In an illustrative example, a turn line is not included at a central reservation (or median strip) that separates the lanes for the two opposing directions if the median strip is only indicated by lines on the road surface. In this case, the carriageway includes the lanes in both directions. This makes the artificial neural network more reliable in predicting the road based on physical features of the road.
In a further embodiment, a turn line does not indicate a road border section of a main road where one or more of the following apply:
The main road is crossed by a crosswalk.
The main road is curved without comprising any of a junction, intersection or crossroads.
An edge of a road that is not an edge of a carriageway of the road.
Accordingly, in this embodiment, negative criteria are defined for the presence of a turn line. A pedestrian crosswalk is adapted for use by pedestrians and can generally not be used by vehicles. Furthermore, if vehicles are following a road which is curved, then this is not considered a turn, i. e. this is not a change in direction. Therefore, no turn lines are indicated here. Furthermore, an edge of a road that is not an edge of a carriageway of the road is not considered. That is, any road border section is situated on an outer boundary of a carriageway. In contrast, if there is a verge, i. e. a strip covered by plants, such as grass, beside the carriageway, then the outer border of the verge is not considered a road border. In this exemplary case, the verge is interrupted at an intersection, and the road border section extends from a first border between the carriageway and the verge and a second border between the carriageway and the verge. The turn line related to the intersection is then situated at said road border section. No second turn line at the outer border of the verge is included. This allows defining turn lines unambiguously.
In another illustrative example, a turn line is not included if a road border section is at a high distance. This avoids the case that a turn line is defined for a part of the image that has a low resolution.
In another illustrative example, the road border section is chosen to connect the other parts of the road border. That is, the road border section has the same orientation as the road border, even if the crossed road joins the main road at an oblique angle. In an alternative example, this may not be possible. In particular if a road ends in a T-shaped or Y-shaped junction, several sections leading to the different roads may be adjacent.

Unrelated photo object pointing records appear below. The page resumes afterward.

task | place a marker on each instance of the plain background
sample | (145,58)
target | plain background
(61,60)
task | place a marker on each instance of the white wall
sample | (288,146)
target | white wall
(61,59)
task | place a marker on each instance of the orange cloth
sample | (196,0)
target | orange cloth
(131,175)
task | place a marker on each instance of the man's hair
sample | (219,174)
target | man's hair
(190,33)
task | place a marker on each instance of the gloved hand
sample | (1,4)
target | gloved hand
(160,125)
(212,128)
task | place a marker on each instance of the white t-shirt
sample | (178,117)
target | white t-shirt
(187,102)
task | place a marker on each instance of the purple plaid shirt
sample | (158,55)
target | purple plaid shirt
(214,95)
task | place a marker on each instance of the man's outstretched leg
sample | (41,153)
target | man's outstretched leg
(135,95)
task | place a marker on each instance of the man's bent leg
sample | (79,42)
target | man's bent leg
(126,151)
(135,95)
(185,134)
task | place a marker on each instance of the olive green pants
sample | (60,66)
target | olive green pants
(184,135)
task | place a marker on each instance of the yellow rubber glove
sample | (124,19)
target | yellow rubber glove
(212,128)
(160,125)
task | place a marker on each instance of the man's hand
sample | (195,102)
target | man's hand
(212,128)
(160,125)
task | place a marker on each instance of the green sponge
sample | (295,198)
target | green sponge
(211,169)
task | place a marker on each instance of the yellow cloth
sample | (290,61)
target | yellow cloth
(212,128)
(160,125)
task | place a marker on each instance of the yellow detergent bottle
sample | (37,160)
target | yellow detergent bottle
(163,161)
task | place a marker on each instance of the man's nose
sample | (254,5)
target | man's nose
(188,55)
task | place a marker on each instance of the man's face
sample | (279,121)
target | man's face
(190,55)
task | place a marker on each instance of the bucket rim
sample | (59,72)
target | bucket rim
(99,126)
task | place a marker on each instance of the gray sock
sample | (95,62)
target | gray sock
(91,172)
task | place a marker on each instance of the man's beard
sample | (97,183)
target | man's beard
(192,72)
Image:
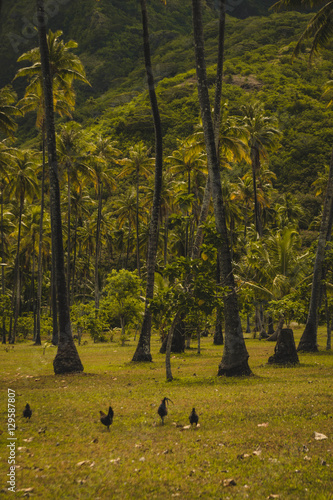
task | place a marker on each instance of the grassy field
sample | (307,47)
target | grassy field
(256,437)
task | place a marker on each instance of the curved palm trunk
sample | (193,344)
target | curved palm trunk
(217,120)
(67,358)
(3,268)
(308,341)
(235,356)
(69,214)
(98,232)
(142,352)
(40,249)
(137,223)
(255,168)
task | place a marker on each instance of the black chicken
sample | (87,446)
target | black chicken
(107,419)
(27,412)
(194,419)
(162,409)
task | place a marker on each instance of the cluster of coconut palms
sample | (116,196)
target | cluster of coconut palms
(117,213)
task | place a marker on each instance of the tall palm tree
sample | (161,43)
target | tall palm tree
(74,163)
(320,26)
(102,174)
(23,187)
(67,358)
(235,355)
(320,29)
(263,134)
(8,109)
(142,352)
(138,164)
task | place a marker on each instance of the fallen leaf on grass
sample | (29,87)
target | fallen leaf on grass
(320,437)
(229,482)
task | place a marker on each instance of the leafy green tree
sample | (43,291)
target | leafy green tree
(67,358)
(8,109)
(263,134)
(235,355)
(138,164)
(142,352)
(23,187)
(122,301)
(320,29)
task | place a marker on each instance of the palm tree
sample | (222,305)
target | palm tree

In this case, the turn lines are situated at the end of the road, perpendicularly to the traffic that crosses them.
In a further embodiment, the training images include training images with randomly added shadows, colour transformations, horizontal flipping, blurring, random resizing and/or random cropping.
Generating according training images thus constitutes a pre-processing step, wherein images are modified to improve the accuracy of the turn point prediction by the artificial neural network.

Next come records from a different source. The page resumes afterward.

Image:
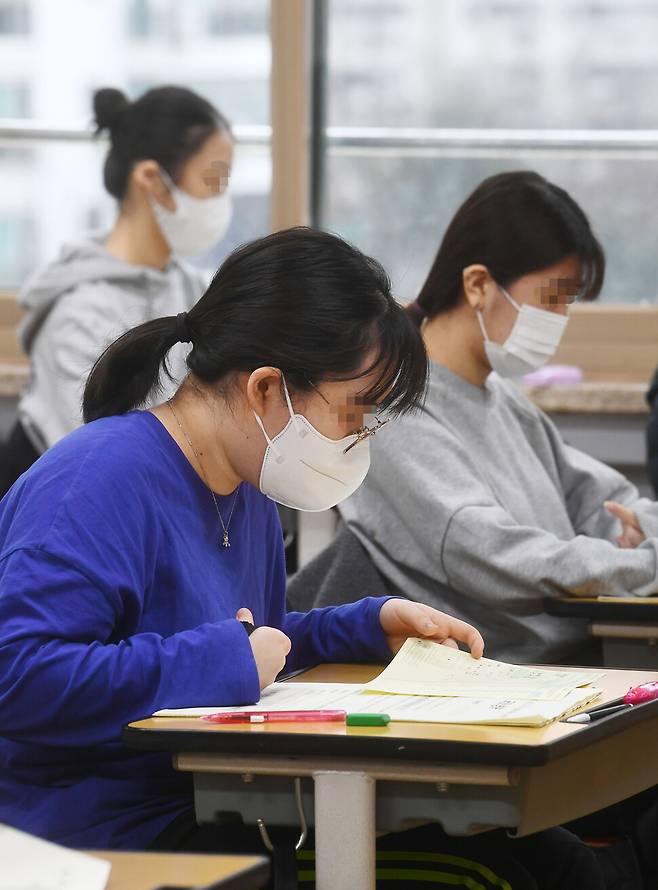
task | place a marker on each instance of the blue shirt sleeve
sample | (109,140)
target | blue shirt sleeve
(346,633)
(62,680)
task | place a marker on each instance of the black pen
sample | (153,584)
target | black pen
(597,714)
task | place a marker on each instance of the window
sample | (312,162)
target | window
(14,17)
(14,100)
(485,65)
(15,235)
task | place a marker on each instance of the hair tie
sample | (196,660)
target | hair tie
(182,329)
(418,309)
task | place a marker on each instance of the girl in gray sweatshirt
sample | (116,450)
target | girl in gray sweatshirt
(168,164)
(476,505)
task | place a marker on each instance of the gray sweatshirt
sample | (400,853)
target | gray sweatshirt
(476,506)
(76,307)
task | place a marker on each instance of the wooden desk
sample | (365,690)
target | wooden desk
(147,871)
(469,778)
(627,626)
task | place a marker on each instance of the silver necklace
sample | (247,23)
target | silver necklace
(225,540)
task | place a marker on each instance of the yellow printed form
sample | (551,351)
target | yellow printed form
(422,667)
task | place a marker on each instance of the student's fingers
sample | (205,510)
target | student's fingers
(465,633)
(270,648)
(401,619)
(623,514)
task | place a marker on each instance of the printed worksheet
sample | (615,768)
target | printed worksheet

In a further embodiment, the artificial neural network comprises an output layer comprising outputs indicative of heat maps indicative of one or more of turn lines, turn points, and road segments.
The heat maps may, for example, indicate a probability that a turn line, a turn point, or a road segment is located at a given position. This allows outputting more reliable information than indicating only one point as a pair of position values.
In a further embodiment, the method further comprises, for each heat map:
Thereby, the heat maps are post-processed in a way that yields a stable position of a turn line. That is, if consecutive images of a video feed are analysed, the position of the turn point does not jump from one image to another. In an example, in the inference phase, only the heat maps for the turn points are used, since the other outputs of the artificial neural network are not necessary for post-processing. A preferable value of the threshold is of 50%, for which the resulting centre of mass is sufficiently stable.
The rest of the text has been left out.